3. There is an enormous self-selection bias for self-reported clinical experience. If the authors did mv analysis of experience with the MCAT score and GPA (real predictive indicators of med school gpa) I doubt there would be a difference. Ask yourself this - what were the GPA and MCAT scores of students accepted at USHUS who had no clinical experience?

About what you would expect from a journal with an impact score of 2.
 
I don't think there's necessarily contempt, but I don't think it plays much into their decision. Which is unfortunate.

I don't think most adcoms look that closely at the data. Having money comes with so many advantages. You don't have to work to feed the family, you don't have any stress about living/food/transportation/healthcare. You have better access to tutors, private schooling, more extracurriculars. Your parents will know more influential people and be able to put you in contact with them. All these advantages compound from the day you come out of the womb to the day you apply to med school.
 
One study I linked included internship.

Do you have links to the studies that show these variables correlate with good outcomes post residency?

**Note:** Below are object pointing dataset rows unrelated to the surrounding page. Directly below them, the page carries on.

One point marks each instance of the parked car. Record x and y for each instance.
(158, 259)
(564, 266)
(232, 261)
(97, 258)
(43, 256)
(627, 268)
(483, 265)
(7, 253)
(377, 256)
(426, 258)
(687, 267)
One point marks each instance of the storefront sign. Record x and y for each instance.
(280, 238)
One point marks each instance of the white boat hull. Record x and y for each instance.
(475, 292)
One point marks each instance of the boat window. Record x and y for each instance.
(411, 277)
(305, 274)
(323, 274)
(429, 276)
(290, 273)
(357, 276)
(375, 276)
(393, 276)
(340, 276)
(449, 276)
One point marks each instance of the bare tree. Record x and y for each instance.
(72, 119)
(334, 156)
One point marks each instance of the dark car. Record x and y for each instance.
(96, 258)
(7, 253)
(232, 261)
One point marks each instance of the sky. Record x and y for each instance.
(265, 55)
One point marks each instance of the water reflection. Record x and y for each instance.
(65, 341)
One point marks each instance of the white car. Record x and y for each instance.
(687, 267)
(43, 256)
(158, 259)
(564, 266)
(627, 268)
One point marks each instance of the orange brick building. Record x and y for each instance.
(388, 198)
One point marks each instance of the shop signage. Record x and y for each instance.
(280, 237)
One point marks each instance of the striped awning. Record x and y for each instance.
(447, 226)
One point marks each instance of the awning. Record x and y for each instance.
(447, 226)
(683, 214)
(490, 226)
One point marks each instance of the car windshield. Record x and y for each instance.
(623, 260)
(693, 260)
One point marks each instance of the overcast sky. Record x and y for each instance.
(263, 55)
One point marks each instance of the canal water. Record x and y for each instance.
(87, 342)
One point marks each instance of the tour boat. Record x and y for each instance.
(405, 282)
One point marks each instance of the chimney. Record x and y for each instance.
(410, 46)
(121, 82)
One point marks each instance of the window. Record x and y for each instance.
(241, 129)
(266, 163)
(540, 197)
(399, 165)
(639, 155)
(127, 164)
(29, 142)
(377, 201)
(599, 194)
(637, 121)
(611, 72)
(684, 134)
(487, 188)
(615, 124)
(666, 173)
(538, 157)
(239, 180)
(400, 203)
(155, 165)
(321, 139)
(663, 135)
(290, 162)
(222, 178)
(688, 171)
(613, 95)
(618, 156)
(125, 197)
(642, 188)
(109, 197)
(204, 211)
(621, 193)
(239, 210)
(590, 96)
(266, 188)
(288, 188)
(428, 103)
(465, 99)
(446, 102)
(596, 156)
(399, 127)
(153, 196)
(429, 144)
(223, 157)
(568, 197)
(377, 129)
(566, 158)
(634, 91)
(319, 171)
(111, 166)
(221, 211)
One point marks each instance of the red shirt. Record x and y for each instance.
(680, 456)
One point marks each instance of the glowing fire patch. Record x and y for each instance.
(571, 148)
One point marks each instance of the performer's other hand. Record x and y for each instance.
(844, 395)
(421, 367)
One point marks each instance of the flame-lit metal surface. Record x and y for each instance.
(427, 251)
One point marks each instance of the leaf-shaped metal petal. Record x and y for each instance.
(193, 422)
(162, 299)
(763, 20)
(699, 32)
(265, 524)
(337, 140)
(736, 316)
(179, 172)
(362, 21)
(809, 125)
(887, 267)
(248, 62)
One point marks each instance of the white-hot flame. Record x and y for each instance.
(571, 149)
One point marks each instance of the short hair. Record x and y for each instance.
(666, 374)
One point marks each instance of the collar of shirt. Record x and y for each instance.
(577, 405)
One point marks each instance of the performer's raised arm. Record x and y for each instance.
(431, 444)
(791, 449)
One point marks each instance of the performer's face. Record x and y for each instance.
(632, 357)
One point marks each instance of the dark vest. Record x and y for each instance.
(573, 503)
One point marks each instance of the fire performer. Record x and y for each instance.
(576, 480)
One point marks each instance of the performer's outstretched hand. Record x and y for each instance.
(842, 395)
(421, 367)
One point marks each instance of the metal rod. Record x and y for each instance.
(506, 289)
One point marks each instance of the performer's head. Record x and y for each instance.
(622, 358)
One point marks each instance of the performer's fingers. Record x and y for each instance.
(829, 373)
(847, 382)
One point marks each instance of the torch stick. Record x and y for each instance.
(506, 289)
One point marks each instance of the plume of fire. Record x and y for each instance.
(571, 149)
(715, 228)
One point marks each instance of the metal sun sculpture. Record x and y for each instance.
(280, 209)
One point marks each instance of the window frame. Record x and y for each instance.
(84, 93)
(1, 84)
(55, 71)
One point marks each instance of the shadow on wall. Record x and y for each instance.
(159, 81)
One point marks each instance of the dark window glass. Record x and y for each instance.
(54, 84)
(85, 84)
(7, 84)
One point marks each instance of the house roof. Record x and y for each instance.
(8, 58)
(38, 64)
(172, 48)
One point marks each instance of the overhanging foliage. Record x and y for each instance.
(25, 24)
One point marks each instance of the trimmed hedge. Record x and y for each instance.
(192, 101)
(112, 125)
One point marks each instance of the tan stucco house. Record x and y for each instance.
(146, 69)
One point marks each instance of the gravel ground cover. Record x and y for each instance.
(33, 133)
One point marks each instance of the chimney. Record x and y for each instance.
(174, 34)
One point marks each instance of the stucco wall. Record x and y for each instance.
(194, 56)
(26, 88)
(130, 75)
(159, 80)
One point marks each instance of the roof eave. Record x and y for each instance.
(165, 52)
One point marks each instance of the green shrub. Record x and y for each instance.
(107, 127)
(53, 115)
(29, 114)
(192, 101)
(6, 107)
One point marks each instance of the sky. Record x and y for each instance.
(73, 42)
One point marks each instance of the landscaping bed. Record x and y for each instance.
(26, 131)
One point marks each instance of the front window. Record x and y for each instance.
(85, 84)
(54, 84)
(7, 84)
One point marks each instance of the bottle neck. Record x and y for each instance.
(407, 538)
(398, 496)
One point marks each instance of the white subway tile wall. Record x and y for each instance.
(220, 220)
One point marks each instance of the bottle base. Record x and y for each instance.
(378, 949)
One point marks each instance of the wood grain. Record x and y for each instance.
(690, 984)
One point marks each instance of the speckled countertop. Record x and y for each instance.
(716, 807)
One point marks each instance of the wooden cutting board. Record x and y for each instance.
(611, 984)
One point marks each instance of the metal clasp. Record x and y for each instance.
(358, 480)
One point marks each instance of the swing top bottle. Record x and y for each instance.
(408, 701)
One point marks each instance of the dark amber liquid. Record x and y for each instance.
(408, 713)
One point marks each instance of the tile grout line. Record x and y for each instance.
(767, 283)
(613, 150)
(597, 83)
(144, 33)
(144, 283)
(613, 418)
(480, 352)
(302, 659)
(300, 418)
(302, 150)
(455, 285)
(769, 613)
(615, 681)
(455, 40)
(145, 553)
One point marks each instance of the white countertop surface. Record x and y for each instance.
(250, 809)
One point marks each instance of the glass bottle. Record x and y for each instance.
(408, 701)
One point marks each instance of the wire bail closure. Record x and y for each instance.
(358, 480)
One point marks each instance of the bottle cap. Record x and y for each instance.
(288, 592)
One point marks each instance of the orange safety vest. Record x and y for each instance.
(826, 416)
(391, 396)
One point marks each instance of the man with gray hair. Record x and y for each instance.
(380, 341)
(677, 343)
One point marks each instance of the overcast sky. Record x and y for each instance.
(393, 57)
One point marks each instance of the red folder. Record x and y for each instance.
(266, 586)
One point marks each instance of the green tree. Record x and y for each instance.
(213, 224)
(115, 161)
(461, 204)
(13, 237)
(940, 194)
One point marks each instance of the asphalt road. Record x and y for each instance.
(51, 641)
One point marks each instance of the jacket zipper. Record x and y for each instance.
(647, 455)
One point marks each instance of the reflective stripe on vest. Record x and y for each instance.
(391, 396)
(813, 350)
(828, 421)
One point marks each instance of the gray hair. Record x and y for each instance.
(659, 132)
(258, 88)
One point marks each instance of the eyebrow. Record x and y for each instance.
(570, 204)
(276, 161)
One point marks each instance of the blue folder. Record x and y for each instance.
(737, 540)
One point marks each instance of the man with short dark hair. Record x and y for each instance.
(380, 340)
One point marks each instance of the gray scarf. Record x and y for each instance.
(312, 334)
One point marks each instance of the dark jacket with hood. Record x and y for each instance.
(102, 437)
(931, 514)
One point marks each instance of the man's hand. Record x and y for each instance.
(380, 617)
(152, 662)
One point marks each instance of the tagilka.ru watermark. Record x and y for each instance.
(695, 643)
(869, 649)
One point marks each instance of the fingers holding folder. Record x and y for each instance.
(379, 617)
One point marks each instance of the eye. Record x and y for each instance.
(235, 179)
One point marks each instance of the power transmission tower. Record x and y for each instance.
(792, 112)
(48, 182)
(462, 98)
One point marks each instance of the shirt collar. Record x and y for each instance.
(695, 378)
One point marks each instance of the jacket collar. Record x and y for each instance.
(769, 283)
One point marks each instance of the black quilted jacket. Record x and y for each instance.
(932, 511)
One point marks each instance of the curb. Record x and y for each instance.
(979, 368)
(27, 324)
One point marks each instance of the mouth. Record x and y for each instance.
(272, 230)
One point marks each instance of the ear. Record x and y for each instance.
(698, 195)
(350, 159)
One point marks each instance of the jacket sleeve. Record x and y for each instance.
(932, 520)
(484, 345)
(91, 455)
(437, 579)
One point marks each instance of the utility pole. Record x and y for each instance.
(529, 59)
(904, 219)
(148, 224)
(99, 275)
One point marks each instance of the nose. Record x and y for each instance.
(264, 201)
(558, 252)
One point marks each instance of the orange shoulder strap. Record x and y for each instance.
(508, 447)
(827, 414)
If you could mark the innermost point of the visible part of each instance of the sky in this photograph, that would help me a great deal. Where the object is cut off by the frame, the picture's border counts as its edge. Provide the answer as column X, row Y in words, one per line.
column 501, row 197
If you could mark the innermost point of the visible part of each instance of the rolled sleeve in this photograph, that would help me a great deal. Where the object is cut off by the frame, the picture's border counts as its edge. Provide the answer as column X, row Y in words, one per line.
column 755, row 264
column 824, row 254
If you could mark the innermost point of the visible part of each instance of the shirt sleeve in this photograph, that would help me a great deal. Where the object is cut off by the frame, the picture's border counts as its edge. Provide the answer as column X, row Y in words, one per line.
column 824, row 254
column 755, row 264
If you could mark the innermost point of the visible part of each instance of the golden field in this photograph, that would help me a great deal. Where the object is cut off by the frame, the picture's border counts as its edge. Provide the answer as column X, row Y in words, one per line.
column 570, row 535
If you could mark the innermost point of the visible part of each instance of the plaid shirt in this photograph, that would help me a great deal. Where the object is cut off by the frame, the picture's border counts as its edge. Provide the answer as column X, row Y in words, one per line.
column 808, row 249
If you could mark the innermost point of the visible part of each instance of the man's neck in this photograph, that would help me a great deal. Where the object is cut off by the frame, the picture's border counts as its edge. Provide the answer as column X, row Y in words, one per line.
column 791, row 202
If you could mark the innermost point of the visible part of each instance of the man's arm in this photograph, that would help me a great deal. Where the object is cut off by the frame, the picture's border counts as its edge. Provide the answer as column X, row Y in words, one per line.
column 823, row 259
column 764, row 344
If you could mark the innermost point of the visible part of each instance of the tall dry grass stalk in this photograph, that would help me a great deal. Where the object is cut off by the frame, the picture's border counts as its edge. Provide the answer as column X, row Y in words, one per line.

Not at all, it would be impossible to quantify or realistically qualify such things. That being said, it is the reason for why interviews, essays, etc are conducted. Medical school adcoms are looking for students that fit their school's medical mission more times than not. And chances are that someone who fits the psychological profile of someone who is likely to fit the school's mission is more likely going to go apply themselves to that mission than someone who does not.

You follow? Adcoms aren't searching for the next MD/PhD who will do Neurodermoradiation oncology at MGH, but rather the person who will fit their mission.


Regardless trying to make a premise based on the non-existent relationship between two factors is not really all the useful when those two factors were never assessed for that reason.